"Who cares?" asked Nicole Wallace, McCain Campaign Strategist (and formerly a top figure from the Bush-Cheney reelection campaign). Ms. Wallace's response was to a question posed by Time's Washington Bureau Chief Jay Carney. Mr. Carney asked "Can Sarah Palin answer tough questions about foreign and domestic policy?".
http://www.time-blog.com/...
The McCain campaign is now blaming the media and the Obama campaign for "attacks" on Governor Palin and her family and claiming she will not allow herself to be subjected to such attacks.
First of all, the attacks are questions, and important ones. McCain/Palin (and Obama/Biden) are applying for the the highest office in America, the most powerful country in the world. If any presidential or vice-presidential candidate lack the courage to face challenging questions from the press corps, how do we expect them to face the challenges inherent in running America's Executive Branch?
As a society we cannot expect any individual to withstand the questioning of 100's of millions of voters. We place some of our diminishing trust in journalists to ask the difficult questions and to report the responses. Reporting of such information (in a clear and unbiased manner) is a crucial pillar of a free and democratic society.
Any candidate should be willing and able to answer to the people they seek to serve. There are no questions that are off-limits. The fact that Governor Palin's child is pregnant is especially relevant when her party makes "family values" a central, recurring theme.
Evading America's questions and withholding information is reflective of disregard for the democratic process on which America was founded.

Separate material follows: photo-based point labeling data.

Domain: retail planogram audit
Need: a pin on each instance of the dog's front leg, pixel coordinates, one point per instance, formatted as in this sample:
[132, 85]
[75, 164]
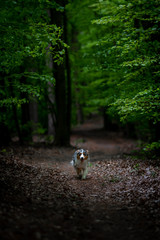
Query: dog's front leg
[85, 173]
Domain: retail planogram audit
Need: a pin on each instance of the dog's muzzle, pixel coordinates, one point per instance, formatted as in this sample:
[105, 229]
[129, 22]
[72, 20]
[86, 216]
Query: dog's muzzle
[82, 159]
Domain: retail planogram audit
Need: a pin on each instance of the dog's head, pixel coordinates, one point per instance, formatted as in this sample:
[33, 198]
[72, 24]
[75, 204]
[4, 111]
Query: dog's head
[82, 154]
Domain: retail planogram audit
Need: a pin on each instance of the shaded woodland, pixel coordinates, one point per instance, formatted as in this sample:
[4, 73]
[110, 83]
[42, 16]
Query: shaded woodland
[65, 61]
[79, 74]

Certainly there is plenty of recent precedent of contempt for our Constitution and law. Let us not forget the same blind trust the McCain campaign is asking the American people to extend is what led to the disastrous war in Iraq that continues to cost American life (and Iraqi life). The same blind trust has led to record gasoline prices (and oil industry profits), Enron, the "Patriot" act, the betrayal of a CIA agent, the politicization of the Department of Justice and many other offenses against American society that will affect most Americans (regardless of political ideology) for generations.
The American people demand and deserve answers to even the most difficult and personal questions not another four years of contempt for the American people cloaked in false imagery and scripted responses.